Controlling chunk size#

Zarr stores are often chunked finely (for example one image per chunk). You can use chunk_shapes to chunk the leading axes at read time to coarsen (or refine) the granularity at which reading happens. Note that this doesn’t affect downstream batch sizes and is internal to the reading operation. Finely chunked reading can hurt performance.

  • A sequence applies as a shared prefix across all selected arrays, overriding the leading axes and keeping trailing axes native. chunk_shapes=[16] turns native chunks (1, 224, 224, 3) into (16, 224, 224, 3) and (50,) into (16,).

  • A dict overrides per array; arrays absent from it keep native chunks.

# Coarsen every array's axis 0 to 16-element chunks.
ds = ray.data.read_zarr(store_uri, chunk_shapes=[16])

# Different overrides per array.
ds = ray.data.read_zarr(store_uri, chunk_shapes={"images": [16], "labels": [64]})

Reading row-aligned arrays#

When arrays share an axis-0 (for example a timestep axis), align_axis_0=True co-iterates them as the wide-form schema — one row per axis-0 chunk, one column per array.

For sliding-window pipelines, overlap extends each row’s per-array data forward by N timesteps from the next row’s range (clipped at the end of the store).
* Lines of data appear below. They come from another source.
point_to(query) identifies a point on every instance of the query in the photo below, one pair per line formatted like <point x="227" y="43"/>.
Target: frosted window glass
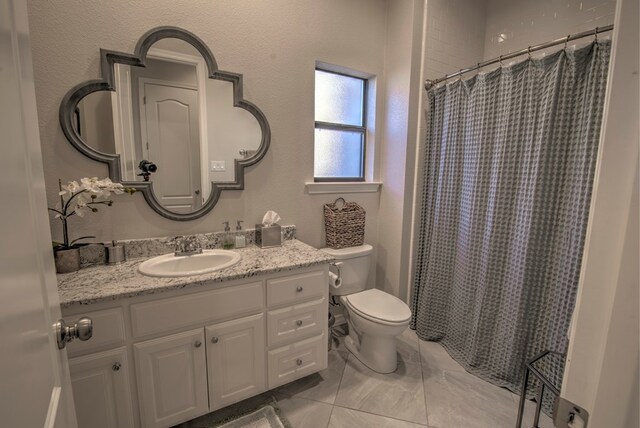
<point x="339" y="99"/>
<point x="338" y="154"/>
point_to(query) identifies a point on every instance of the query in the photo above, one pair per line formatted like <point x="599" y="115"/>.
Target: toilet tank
<point x="354" y="268"/>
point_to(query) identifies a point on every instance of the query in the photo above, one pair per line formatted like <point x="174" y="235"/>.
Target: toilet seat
<point x="378" y="306"/>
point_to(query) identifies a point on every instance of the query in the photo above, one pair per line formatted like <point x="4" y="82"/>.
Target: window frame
<point x="348" y="128"/>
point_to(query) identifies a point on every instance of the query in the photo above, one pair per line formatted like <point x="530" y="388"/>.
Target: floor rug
<point x="264" y="417"/>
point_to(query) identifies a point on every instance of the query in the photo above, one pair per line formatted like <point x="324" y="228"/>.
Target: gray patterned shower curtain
<point x="508" y="170"/>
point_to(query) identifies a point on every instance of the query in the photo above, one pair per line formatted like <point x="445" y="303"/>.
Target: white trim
<point x="340" y="320"/>
<point x="315" y="188"/>
<point x="122" y="112"/>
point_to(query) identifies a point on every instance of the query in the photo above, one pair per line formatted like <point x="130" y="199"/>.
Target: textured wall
<point x="526" y="23"/>
<point x="273" y="43"/>
<point x="402" y="69"/>
<point x="455" y="35"/>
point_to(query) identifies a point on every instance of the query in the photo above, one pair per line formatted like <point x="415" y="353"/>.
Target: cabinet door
<point x="102" y="389"/>
<point x="236" y="360"/>
<point x="172" y="378"/>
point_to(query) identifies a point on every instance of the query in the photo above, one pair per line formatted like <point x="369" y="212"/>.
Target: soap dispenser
<point x="241" y="241"/>
<point x="227" y="238"/>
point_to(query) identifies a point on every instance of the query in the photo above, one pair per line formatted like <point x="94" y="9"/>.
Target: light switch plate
<point x="218" y="166"/>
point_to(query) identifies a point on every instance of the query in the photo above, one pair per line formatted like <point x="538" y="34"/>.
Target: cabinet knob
<point x="82" y="330"/>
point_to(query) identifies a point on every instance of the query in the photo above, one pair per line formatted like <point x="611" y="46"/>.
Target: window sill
<point x="316" y="188"/>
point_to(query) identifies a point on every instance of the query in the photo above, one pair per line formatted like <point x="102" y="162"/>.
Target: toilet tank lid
<point x="378" y="304"/>
<point x="349" y="252"/>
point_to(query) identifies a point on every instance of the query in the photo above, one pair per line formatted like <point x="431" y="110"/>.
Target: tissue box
<point x="268" y="236"/>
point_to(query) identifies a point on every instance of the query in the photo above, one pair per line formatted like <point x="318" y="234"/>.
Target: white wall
<point x="601" y="374"/>
<point x="455" y="35"/>
<point x="274" y="43"/>
<point x="526" y="23"/>
<point x="402" y="68"/>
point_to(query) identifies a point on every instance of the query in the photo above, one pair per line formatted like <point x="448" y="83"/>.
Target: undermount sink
<point x="170" y="265"/>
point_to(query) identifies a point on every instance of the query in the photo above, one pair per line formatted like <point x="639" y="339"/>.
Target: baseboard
<point x="340" y="319"/>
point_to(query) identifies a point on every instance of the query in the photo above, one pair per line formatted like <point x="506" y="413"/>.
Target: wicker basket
<point x="344" y="224"/>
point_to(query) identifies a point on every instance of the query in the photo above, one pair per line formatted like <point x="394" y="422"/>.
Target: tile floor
<point x="429" y="389"/>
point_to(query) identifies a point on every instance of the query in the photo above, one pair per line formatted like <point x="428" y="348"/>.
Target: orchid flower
<point x="80" y="198"/>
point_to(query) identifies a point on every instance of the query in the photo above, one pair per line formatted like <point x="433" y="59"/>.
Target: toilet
<point x="375" y="318"/>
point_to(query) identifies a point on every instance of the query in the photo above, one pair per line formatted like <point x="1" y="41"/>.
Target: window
<point x="340" y="133"/>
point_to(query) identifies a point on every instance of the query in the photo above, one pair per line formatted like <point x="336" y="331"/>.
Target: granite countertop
<point x="110" y="282"/>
With overlap=K-1, any window of length K that starts in a row’s owned [t_start, t_stop) fits entirely within that row’s slice.

ds = ray.data.read_zarr(
    store_uri,
    align_axis_0=True,
    chunk_shapes=[50],
    overlap=9,  # length-10 windows fit within a row
)

Custom codecs#

Stores compressed with non-stdlib codecs (for example imagecodecs JPEG-XL) need the codec package imported and registered in every Ray worker, not just the driver. Register it with a worker_process_setup_hook — pass an importable callable or its dotted path (a string of code isn’t accepted; a string is interpreted as an import path):

import ray

ray.init(runtime_env={
    "worker_process_setup_hook": "imagecodecs.numcodecs.register_codecs",
})

This is a particularity of the underlying Zarr library.

Zarr’s .zattrs#

read_zarr doesn’t surface each array’s .zattrs (Zarr user attributes) in the row schema — they’re invariant per array, so repeating them on every row would just bloat the output. Read them separately (for example with the zarr package) if your job needs them.